Hacker News new | ask | show | jobs
by j79 2382 days ago
If Ford dealerships were a marketplace for vehicles other than Fords, I'd agree with this comment.

The issue I have with Amazon is that for many folks, they ARE the marketplace to buy goods. Pushing their own products as the "best Cyber Monday deal" is when things get a bit suspect, at least for me. And honestly, what represents "Best"? Best for the consumer? Or, best for Amazon?

(My cynicism is probably due to working retail (Staples) and having managers push us to sell Staples-branded items due to higher margins for the store/company (and we sales were happy to comply due to the higher spiffs). While I truly enjoy on-line shopping since I no longer deal with sales people, I'm fully aware that the algorithm pushing that "BEST CHOICE" IS the new "sales person". And they know more about me than any sales person in a physical store would ever know...scary.)

1 comments

Used cars are a thing. Albeit not identical, dealerships definitely do sell other vehicles and will almost always push the new model of their brand over the used model of the other brand.
> Albeit not identical, dealerships definitely do sell other vehicles and will almost always push the new model of their brand over the used model of the other brand.

I'd argue this will vary with dealerships. And, the pushiness would be more sales person, rather than the dealership.
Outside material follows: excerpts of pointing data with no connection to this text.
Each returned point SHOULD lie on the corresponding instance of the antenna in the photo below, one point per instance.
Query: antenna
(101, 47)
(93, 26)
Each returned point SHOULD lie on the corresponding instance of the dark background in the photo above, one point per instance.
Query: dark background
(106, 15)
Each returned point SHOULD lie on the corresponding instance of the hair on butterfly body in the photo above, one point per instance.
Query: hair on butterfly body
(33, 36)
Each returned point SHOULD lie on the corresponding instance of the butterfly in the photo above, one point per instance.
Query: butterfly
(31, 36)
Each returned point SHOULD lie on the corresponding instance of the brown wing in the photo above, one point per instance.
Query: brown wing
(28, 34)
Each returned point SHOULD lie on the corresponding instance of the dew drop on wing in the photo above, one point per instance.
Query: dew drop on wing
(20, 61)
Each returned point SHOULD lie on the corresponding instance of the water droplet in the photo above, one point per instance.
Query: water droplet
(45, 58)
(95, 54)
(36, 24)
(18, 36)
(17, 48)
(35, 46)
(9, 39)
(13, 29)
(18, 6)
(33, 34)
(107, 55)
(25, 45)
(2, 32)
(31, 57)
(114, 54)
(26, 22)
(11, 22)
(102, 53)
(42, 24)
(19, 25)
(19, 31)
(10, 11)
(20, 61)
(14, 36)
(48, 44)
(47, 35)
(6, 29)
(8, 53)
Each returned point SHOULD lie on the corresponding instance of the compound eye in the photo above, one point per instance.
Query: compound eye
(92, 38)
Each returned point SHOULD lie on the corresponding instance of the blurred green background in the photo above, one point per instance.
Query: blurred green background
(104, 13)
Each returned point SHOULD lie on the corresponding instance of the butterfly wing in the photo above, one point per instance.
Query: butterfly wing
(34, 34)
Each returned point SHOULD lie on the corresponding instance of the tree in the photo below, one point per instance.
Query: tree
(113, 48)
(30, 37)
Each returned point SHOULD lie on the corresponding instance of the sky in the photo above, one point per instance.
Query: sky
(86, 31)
For new cars, there are a couple reasons why a dealership may push a new car over a used car. The manufacturer may be providing volume incentives and the dealership needs to sale a certain number of models to meet that incentive. Or, a new vehicle has been sitting on the lot for too long and the dealership needs to move the vehicle (this is more true for used cars).

But, USED cars are a cash cow for dealerships. Either through trade-ins or auction purchases (based on the type of dealership), there's WAY more margin in a used vehicle than there is in a new car.

Unless it's a purely volume-driven dealership, dealerships will be perfectly happy to push a used car over a new car.